Your HECS-HELP debt could increase by $900 next week

Uni’s debt is indexed to inflation, which means a steep increase of 3.90% this year. But it’s still the cheapest debt you’ll ever have.

Your united debt will increase by 3.90% on June 1st. This is because inflation is rising rapidly. And loans for higher education (HECS, HELP, VSL, SFSS) are adjusted once a year for inflation.

This is a noticeable increase. In 2021, student debt was indexed at just 0.6% when inflation was low.

The average Australian higher education debt is $23,685. If you apply a one-time adjustment of 3.90%, that increases to $923. That’s a total of $24,608.

I have a big university debt: what should I do?

The indexation rate is quite high this year. But the general financial advice for Australian government education and training loans is true: it’s the least urgent debt you’ll ever have.

You might rush to pay it off, because getting out of debt means more money in your pocket.
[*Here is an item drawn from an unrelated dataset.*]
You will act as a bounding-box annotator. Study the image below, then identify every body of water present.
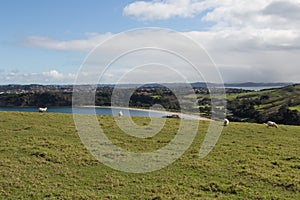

And paying off some of it before June 1 will mean that the remaining debt will increase by a lesser amount.

But if you have other outstanding debts, you better take care of them first.

Your student debt may lead to a loan application. But high-interest debt like credit cards or personal loans should always come first. If you have a mortgage, you must obviously continue to make your monthly repayments. But you can also repay a little more or put it in an offset account.

It would save you more money than paying off your student debt. Even with this 3.90% adjustment.

Most Aussies would be better off working and letting that mandatory HECS-HELP repayment pay off the debt before they even know it’s gone (if you earn above the repayment threshold).

But the indexation of 3.90% is a good reminder not to forget the debt completely. If you’re not working, it’s good to know how much your debt could increase. Especially if inflation remains high over the next few years.

If you’re working, you could pay off some of it before June 1 and minimize the loan amount before indexation happens.

And it’s also worth looking at your paycheck to see how much is going towards your college debt each month. If you earn $60,000 per year before taxes, you will pay $125 per month to pay off your college debt.

If you make $90,000 a year, that’s $450 a month. What else could you do with this money? You can invest it through an ETF or another form of investment.